Make this bubbly bake with any variety of seafood such as lobster, scallops, haddock, shrimp, crab, or clams. Serve with fresh biscuits and a salad.
Serves 4.
INGREDIENTS:
3 cups Potato, peeled and diced into ½ inch cubes
3 tbsp Butter
1 Medium onion, diced
3 tbsp Flour
1 can Evaporated skim milk (354 ml)
½ tsp Salt
½ tsp Ground pepper
1 cup Reserved water from cooked potatoes
1 Large carrot, shredded
1 Bell pepper, diced (green or red adds color)
2-3 cups Seafood (lobster meat), cooked and cut up into chunks
1 cup Cheddar cheese, shredded
3 tbsp Butter, melted
½ cup Fine breadcrumbs
DIRECTIONS:
- Preheat oven to 350° F.
- Place diced potatoes in a medium saucepan. Add water until potatoes are just covered. Add ½ tsp salt. Boil for about 15 minutes or until potatoes are just fork tender.

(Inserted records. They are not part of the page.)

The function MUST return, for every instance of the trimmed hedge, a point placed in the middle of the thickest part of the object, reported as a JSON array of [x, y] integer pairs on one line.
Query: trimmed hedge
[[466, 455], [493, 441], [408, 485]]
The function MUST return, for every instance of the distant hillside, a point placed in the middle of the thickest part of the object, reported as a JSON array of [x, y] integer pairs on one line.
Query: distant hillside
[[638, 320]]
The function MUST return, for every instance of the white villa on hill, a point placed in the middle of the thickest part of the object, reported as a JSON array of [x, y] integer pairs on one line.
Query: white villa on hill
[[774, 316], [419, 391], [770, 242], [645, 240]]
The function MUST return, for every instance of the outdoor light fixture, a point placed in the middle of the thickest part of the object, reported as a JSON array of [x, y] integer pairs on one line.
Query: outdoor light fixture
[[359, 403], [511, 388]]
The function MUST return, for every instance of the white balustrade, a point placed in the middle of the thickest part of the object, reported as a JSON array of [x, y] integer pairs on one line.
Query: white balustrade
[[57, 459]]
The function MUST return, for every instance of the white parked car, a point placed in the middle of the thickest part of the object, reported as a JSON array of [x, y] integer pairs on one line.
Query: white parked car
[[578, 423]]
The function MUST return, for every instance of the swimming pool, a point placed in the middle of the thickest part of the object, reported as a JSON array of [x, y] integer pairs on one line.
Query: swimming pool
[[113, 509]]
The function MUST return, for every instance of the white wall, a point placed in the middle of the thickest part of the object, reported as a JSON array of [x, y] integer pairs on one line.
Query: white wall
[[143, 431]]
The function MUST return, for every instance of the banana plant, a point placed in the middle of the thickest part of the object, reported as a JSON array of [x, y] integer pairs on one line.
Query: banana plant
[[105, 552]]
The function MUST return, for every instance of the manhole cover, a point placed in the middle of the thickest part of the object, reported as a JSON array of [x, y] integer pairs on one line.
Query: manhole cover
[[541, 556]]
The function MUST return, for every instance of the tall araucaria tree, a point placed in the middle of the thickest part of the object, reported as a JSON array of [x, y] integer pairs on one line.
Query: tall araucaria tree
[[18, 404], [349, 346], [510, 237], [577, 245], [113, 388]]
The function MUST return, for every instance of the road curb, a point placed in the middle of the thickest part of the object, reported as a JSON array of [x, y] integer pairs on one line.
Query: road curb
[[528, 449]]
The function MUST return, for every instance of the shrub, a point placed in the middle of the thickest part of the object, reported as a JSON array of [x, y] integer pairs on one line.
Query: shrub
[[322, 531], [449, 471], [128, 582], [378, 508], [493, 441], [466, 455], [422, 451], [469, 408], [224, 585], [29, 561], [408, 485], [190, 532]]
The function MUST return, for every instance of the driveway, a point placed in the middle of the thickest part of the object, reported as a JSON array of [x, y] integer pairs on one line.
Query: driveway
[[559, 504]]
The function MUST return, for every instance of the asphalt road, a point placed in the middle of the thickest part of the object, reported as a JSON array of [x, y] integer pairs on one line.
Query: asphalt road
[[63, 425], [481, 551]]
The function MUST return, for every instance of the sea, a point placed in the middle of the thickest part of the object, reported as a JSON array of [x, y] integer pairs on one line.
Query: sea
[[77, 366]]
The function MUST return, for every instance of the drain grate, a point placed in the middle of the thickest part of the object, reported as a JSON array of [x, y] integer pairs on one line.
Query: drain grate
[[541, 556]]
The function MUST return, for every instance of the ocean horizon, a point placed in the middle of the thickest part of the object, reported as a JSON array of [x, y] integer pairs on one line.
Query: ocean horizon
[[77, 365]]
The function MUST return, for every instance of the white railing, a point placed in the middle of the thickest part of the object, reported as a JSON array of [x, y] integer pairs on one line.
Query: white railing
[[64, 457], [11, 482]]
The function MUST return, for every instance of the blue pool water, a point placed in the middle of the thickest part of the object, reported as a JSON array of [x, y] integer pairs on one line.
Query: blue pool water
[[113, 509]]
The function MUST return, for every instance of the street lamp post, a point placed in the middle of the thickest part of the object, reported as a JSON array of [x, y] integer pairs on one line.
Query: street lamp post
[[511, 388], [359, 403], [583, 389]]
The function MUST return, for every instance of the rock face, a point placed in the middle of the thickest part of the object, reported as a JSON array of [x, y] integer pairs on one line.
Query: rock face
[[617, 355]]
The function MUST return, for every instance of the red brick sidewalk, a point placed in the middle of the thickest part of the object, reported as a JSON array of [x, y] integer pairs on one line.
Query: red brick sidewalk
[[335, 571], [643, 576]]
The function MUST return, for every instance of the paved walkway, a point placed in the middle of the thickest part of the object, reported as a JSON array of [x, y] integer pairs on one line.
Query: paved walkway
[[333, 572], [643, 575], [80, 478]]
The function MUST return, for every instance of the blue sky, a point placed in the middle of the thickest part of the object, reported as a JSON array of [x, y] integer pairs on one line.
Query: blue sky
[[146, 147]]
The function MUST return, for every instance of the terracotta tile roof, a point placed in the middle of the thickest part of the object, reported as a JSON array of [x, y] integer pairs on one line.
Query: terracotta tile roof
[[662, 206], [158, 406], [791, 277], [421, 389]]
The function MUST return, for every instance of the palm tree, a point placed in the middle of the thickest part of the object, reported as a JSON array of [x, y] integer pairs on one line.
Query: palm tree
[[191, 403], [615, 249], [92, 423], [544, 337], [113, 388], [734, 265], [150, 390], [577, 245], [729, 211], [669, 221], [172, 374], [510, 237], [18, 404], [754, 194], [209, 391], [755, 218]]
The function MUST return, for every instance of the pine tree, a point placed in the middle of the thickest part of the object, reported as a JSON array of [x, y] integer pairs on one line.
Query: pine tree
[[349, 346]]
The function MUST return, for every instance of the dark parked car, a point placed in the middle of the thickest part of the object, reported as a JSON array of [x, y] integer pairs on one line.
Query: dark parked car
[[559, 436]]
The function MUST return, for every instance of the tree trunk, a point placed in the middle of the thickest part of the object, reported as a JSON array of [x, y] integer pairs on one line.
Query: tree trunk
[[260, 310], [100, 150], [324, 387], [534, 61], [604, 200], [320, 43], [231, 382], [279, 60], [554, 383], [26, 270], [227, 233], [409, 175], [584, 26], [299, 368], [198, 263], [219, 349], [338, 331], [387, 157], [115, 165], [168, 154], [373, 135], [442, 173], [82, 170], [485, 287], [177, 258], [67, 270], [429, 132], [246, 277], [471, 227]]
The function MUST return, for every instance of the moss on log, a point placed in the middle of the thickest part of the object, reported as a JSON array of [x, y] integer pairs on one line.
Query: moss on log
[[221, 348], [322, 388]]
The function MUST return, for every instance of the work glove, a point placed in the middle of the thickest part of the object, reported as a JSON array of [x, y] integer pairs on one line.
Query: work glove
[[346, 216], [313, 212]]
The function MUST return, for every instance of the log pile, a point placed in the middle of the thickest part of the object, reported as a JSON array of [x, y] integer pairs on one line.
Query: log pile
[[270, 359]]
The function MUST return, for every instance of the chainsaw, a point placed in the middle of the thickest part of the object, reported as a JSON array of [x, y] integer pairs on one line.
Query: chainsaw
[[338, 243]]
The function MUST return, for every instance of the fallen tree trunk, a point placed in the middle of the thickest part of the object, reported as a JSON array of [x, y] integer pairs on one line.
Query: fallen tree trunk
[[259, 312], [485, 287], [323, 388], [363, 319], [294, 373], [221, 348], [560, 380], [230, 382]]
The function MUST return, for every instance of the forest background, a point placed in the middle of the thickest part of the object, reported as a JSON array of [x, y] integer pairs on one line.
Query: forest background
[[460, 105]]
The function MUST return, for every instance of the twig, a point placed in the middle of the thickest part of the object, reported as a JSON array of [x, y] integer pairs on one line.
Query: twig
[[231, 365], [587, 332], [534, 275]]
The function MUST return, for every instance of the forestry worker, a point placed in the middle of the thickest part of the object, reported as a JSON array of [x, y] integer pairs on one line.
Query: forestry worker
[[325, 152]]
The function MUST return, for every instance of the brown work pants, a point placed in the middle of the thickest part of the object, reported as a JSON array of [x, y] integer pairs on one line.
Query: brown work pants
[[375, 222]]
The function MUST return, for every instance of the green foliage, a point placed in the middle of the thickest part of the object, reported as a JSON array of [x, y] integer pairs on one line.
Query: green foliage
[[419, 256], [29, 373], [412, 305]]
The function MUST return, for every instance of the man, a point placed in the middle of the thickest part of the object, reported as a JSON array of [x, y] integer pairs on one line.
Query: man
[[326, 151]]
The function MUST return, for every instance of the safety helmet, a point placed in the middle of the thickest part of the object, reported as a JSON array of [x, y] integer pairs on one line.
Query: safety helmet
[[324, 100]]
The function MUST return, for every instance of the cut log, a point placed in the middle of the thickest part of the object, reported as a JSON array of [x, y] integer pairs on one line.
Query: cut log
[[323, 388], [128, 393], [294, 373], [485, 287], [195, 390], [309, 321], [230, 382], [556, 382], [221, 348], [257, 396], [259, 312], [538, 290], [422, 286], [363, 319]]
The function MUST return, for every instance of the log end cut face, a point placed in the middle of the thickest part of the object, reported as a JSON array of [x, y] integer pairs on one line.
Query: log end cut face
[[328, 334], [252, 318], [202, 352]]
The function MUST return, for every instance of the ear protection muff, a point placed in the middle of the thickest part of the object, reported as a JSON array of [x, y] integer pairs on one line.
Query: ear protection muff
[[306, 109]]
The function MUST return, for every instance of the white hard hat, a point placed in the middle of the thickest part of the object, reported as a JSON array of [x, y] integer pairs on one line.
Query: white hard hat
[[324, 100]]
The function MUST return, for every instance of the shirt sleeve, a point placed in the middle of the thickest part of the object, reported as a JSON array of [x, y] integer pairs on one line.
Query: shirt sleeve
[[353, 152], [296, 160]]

- Meanwhile, melt first amount of butter in a cast iron casserole or heavy saucepan. Sauté onions until they start to sweat. Stir in flour and allow it to cook for a minute. Slowly add evaporated milk so no lumps form. Add salt and pepper.
- When potatoes are finished boiling, drain off about 1 cup of the water and add to the sauce. Stir to combine well. If you find the sauce a little thick, add more water or milk until you get the consistency you want.
- Stir in cooked potatoes, carrots, bell pepper and lobster.
- If you combined ingredients in a saucepan, transfer to a baking dish.
- Sprinkle shredded cheese evenly over top.
- In a 1 cup glass measure, melt second amount of butter. Add fine breadcrumbs and stir with a fork. Sprinkle over top of cheese.
- Bake in a 350° F oven for about 30 minutes or until golden brown and bubbly.
- Enjoy!
You can reheat any leftovers within a couple days, either in the oven or stove top until warmed through.